I have counted the omer in completion one time. It was back in 2016, the year Rich and I traveled with my parents to Israel. I thought that it would be super meaningful to count the omer in Israel and insisted we do it properly. We ended up counting the omer every night, in bed, completely exhausted. It was not meaningful. However, it did provide an excellent link between Passover and Shavuot. I think this is missing for a lot of kids. Shavuot in general is missing. It’s such a tame holiday, compared with Passover and Sukkot, that it gets forgotten. It’s also right at the beginning of summer when all anyone wants to do is be out in the sunshine. But I kind-of love it. It’s easy, and I LOVE cheese.
I was inspired by a Pinterest post (of course) with little bags for each day hanging from a string. I loved the idea, but it looks a bit messy, a bit big, and I would have to fill up all the bags with a treat in advance! I was also inspired by advent calendars, but let’s face it, 25 days is a lot less than 49! And no one on Etsy wanted to double the size of their advent calendar for me.
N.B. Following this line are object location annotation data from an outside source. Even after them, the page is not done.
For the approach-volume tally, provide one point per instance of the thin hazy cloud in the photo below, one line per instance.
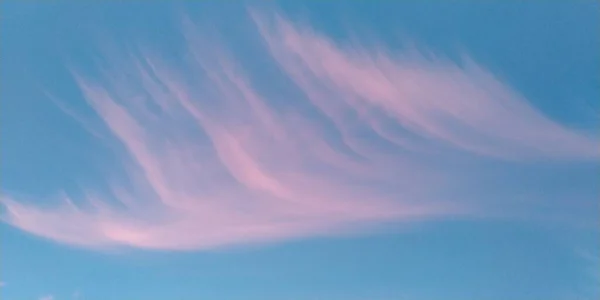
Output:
(216, 154)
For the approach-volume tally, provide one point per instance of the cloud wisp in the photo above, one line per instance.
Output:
(212, 158)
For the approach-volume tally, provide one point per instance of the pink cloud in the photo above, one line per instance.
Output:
(213, 162)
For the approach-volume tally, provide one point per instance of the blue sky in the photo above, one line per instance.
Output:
(261, 150)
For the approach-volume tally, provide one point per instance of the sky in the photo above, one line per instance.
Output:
(300, 150)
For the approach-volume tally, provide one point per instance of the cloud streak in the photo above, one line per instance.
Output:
(212, 158)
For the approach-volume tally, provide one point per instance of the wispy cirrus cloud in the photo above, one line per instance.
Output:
(364, 137)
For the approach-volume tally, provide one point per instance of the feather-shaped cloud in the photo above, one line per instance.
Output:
(363, 137)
My dad suggested an omer box. Omer counters are common (at least as common as you can get for a looked-over Jewish ritual) and he incorporated a box! That way, I could surprise Eitan with a little treat every night and not have to plan much in advance. He even MADE the box, and I had the top laser cut with my own design. Some people were surprised that I gave Eitan a treat every night for 49 nights. Please note that it was typically a bit more dessert; he usually gets 5 raisinettes at dinner so I gave him 5 more in the omer box. He LOVED it. For Shabbat, he usually got a little present or book. Even better! For full disclosure: we didn’t wait till nighttime to count they way you’re supposed to. In the summer, that is way past Eitan’s bedtime and I thought it was more important to expose him to counting the omer. Maybe when he’s older – I can’t wait to use the box again next year!